Relação da boa vontade com a lei eterna e a temporal – Há duas espécies de homens: uns, amigos das coisas eternas; outros, amigos das coisas temporais. Há também duas leis: uma eterna, outra temporal. Da lei eterna deriva tudo o que é justo e tudo o que pode ser mudado com justiça. A lei eterna ordena desapegar-nos do amor das coisas temporais e voltar-nos purificados para as coisas eternas.
Conclusão: a definição da essência do pecado mostra que ele procede do livre-arbítrio. A vontade pode destronar a alma das alturas de onde domina e afastá-la do caminho reto. O mal moral tem sua origem no livre-arbítrio de nossa vontade.
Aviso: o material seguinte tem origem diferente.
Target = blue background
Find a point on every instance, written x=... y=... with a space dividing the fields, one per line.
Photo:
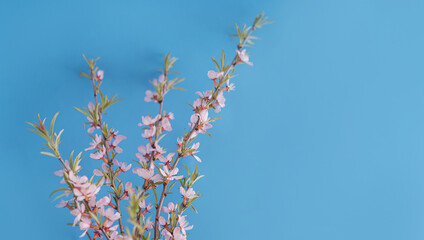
x=322 y=139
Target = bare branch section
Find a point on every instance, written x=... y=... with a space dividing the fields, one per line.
x=99 y=213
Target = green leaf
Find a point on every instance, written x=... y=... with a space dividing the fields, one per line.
x=57 y=190
x=48 y=154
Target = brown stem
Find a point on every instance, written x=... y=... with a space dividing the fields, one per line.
x=111 y=172
x=187 y=136
x=152 y=158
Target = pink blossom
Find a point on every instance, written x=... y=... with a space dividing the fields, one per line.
x=99 y=75
x=149 y=133
x=59 y=173
x=147 y=174
x=231 y=87
x=151 y=96
x=115 y=143
x=142 y=205
x=147 y=223
x=178 y=235
x=188 y=194
x=93 y=126
x=84 y=224
x=97 y=172
x=162 y=221
x=121 y=165
x=166 y=125
x=220 y=101
x=212 y=75
x=244 y=57
x=77 y=212
x=111 y=215
x=62 y=203
x=205 y=95
x=86 y=192
x=161 y=80
x=99 y=154
x=96 y=141
x=184 y=224
x=167 y=159
x=169 y=175
x=195 y=147
x=148 y=120
x=171 y=208
x=103 y=202
x=170 y=115
x=78 y=181
x=202 y=119
x=129 y=188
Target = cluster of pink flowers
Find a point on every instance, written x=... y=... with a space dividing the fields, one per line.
x=101 y=216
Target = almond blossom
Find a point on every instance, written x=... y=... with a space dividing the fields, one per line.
x=98 y=212
x=95 y=143
x=244 y=57
x=188 y=194
x=169 y=174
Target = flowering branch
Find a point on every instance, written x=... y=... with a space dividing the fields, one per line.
x=96 y=216
x=200 y=121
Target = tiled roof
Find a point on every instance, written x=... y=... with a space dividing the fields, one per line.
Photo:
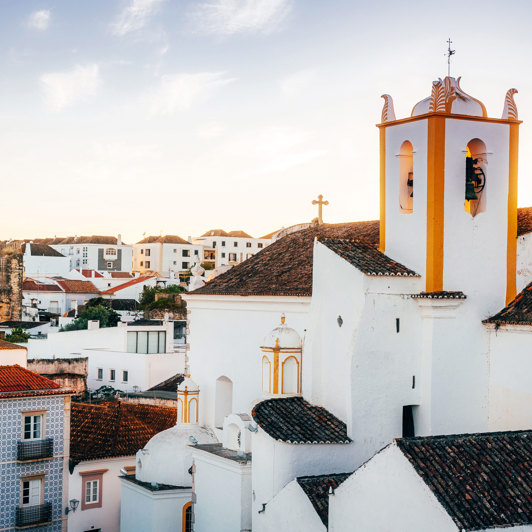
x=31 y=286
x=115 y=429
x=16 y=381
x=77 y=287
x=239 y=234
x=364 y=256
x=169 y=385
x=215 y=232
x=481 y=480
x=127 y=284
x=294 y=420
x=41 y=250
x=167 y=239
x=284 y=268
x=9 y=345
x=439 y=295
x=317 y=487
x=524 y=220
x=518 y=312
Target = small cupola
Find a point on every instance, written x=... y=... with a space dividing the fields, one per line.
x=282 y=353
x=187 y=401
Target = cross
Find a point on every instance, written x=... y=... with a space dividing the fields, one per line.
x=449 y=54
x=319 y=202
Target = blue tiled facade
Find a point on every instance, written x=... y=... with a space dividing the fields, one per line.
x=11 y=471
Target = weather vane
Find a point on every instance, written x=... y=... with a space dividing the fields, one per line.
x=449 y=54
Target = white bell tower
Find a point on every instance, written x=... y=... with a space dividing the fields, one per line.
x=456 y=228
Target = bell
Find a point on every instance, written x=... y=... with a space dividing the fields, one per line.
x=470 y=191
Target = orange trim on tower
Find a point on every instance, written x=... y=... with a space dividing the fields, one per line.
x=382 y=223
x=435 y=202
x=511 y=250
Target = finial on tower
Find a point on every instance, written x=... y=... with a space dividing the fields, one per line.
x=449 y=54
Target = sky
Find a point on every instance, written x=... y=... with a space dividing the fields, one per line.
x=178 y=116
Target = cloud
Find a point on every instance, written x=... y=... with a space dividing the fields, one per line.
x=179 y=92
x=62 y=89
x=229 y=17
x=135 y=16
x=39 y=20
x=298 y=82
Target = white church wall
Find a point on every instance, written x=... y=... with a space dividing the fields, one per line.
x=275 y=464
x=406 y=234
x=385 y=495
x=225 y=336
x=475 y=247
x=510 y=392
x=524 y=261
x=291 y=510
x=223 y=493
x=328 y=346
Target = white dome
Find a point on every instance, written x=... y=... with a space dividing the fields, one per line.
x=189 y=384
x=283 y=337
x=167 y=457
x=448 y=96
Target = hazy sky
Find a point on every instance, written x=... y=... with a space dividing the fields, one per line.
x=133 y=116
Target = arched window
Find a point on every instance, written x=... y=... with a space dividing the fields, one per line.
x=266 y=375
x=224 y=400
x=406 y=178
x=290 y=375
x=187 y=517
x=475 y=177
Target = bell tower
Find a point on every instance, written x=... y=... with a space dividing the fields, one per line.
x=448 y=178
LIVRO II – A PROVA DA EXISTÊNCIA DE DEUS REVELA-O COMO FONTE DE TODO BOM. DEUS NÃO É O AUTOR DO MAL, MAS DO LIVRE-ARBÍTRIO, QUE É UM BEM.
Era necessário que Deus desse ao homem o livre-arbítrio. Primeira condição para a solução do problema: colocar-se no ponto de vista de Deus; segunda condição: não se limitar à fé, mas procurar o seu entendimento. Se é incerto ela (a vontade) nos ser dada, tampouco é certo que seja um bem ela nos ter sido dada. Não é igualmente certo que seja Deus o doador. A incerteza sobre a conveniência do dom torna incerta a origem, isto é, o fato de ser Aquele a quem não nos é permitido crer que conceda algo que não deveria ser concedido (Evódio). Se crer não fosse uma coisa e compreender outra, seria em vão que o profeta teria dito: “Se não o credes não entendereis” (idem, citando Is. 7,9, na LXX). Não se pode considerar como encontrado aquilo em que se acredita sem entender. Ninguém se torna capaz de encontrar a Deus se antes não crer no que há de compreender (Evódio).
Início da ascensão a Deus para chegarmos à prova de sua existência – O ser que entende possui também a existência e a vida. E o ser que possui essas três verdades – o ser, o viver e o entender - é melhor do que aquele não possui senão uma ou duas delas. Cada sentido tem certos objetos próprios sobre os quais nos informam, e que alguns dentre eles percebem objetos de modo comum. Seria pela razão que nós compreendemos a existência desse sentido interior. É a própria razão que exerce essa função vital que chamamos de sentido interior. Somente a razão pode definir essas coisas e pode agir sobre objetos submetidos a seu exame. Os sentidos exteriores não se percebem a si mesmos. Somente o sentido interior percebe-se a si mesmo, como sente as impressões que recebe dos cinco sentidos externos. Os sentidos corporais percebem os objetos corporais. Esses mesmos sentidos não podem ter a sensação de si mesmos, entretanto, o sentido interior percebe não só os objetos corporais por intermédio dos exteriores, mas percebe até mesmo esses sentidos, com dito antes. Por fim, a razão conhece tudo isso e conhece-se a si mesma. Portanto, todos esses conhecimentos tornam-se objeto de ciência. É o sentido interior o juiz e guia dos sentidos exteriores. Ou seja, a razão, que transcende a tudo mais no homem. Nós possuímos um corpo e também uma alma que anima o corpo e é a causa de seu desenvolvimento. E acima da razão, só Deus.